George Lewis Ruffin
George Lewis Ruffin (16 December 1834 - 19 November 1886) was an American attorney and judge. In 1869 he was the first African American to graduate from Harvard Law School, and was elected as the first African American to serve on the Boston City Council. Ruffin was elected in 1870 to the Massachusetts Legislature. In 1883, he was appointed by the governor as a judge in the Charlestown district of municipal court, the first black judge in the United States.
Ruffin was born in Richmond, Virginia as a free person of color, of African and European ancestry. The city had a large free black community. His family moved to Boston, where he was educated in the public schools.
Marriage and family
He married Josephine St. Pierre, who was of Afro-Caribbean, French and English descent. They had fours sons and a daughter together. Their children were Hubert, who became an attorney; Florida Ridley, a school principal and co-founder with her mother of the newspaper Women's Era; Stanley, an inventor; George, a musician; and Robert, who died in his first year of life.

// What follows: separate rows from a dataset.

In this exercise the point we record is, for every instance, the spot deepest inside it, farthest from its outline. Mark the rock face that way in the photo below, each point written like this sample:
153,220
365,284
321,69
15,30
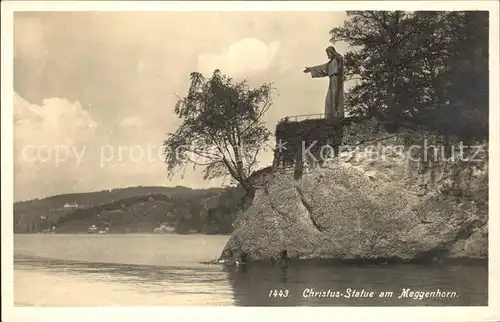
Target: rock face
350,211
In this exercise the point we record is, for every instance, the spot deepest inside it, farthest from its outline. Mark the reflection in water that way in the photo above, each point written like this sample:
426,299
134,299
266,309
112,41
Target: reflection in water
252,284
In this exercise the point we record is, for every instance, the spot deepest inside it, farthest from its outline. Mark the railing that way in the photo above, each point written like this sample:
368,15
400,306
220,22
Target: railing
297,118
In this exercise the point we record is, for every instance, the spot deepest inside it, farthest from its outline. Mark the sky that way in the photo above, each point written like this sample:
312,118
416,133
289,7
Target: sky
94,92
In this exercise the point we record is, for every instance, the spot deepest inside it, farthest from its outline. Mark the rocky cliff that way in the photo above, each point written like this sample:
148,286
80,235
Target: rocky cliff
360,209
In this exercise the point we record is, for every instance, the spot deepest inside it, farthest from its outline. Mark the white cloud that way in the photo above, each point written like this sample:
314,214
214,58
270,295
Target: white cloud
56,121
243,58
131,122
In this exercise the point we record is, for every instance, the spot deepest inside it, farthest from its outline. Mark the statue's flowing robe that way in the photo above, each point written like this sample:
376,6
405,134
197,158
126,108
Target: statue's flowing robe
334,101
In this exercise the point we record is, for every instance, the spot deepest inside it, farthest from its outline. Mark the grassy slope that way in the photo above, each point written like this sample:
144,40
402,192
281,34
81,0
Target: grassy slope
128,209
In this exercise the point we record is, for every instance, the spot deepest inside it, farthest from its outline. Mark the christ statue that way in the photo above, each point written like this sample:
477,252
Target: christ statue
334,69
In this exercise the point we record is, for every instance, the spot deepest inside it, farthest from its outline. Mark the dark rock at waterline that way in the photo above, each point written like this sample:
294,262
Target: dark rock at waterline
349,214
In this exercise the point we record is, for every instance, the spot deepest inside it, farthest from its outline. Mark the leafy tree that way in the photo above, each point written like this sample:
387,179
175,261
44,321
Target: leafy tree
424,68
221,130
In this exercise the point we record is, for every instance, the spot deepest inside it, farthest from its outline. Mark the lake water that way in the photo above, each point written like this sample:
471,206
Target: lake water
163,270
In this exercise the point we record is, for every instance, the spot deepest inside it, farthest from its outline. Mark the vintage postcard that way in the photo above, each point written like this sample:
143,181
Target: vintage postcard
188,159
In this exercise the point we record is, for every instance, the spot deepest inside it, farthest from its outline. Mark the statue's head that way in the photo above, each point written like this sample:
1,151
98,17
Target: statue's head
331,52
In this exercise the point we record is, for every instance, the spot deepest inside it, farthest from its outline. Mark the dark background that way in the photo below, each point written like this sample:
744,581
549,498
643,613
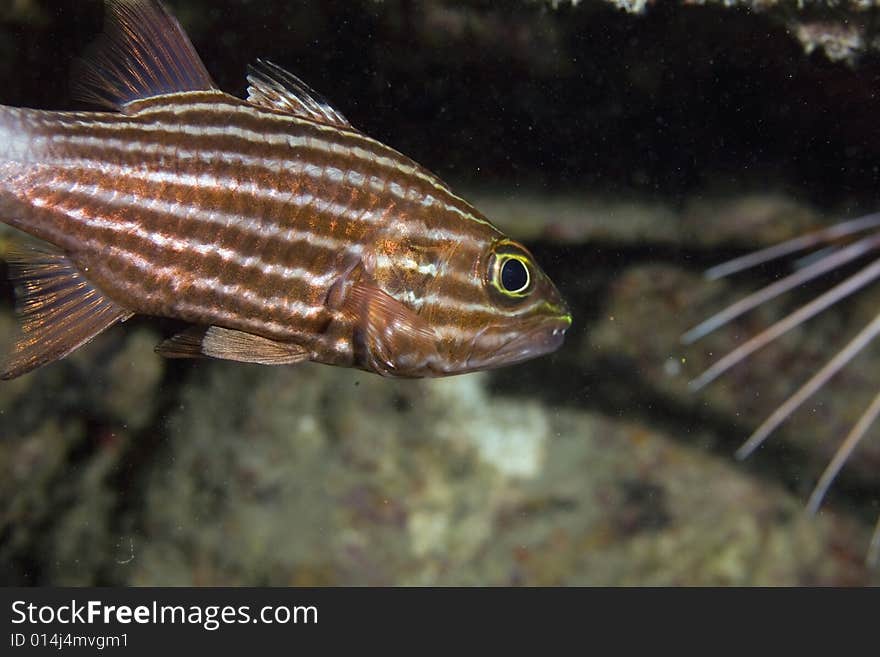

He became a barber to support his family and read law books on the side. He started publishing articles in a law journal and was admitted to Harvard Law School. and saved enough money to enroll. After graduating in 1869, the first African American to earn a law degree Harvard University, he practiced with success in Boston. He was politically active and attended the National Negro Convention of 1864 in Syracuse, New York.
He was elected to the state legislature in 1870 as a Republican and served one term. Ruffin was elected as the first man of African descent to the Boston City Council, where he served one term, 1876-1877.
He died in Boston, Massachusetts.
Legacy and honors
- 1984, the George Lewis Ruffin Society was founded in his honor at Northeastern University to support minorities studying in the Massachusetts criminal justice system.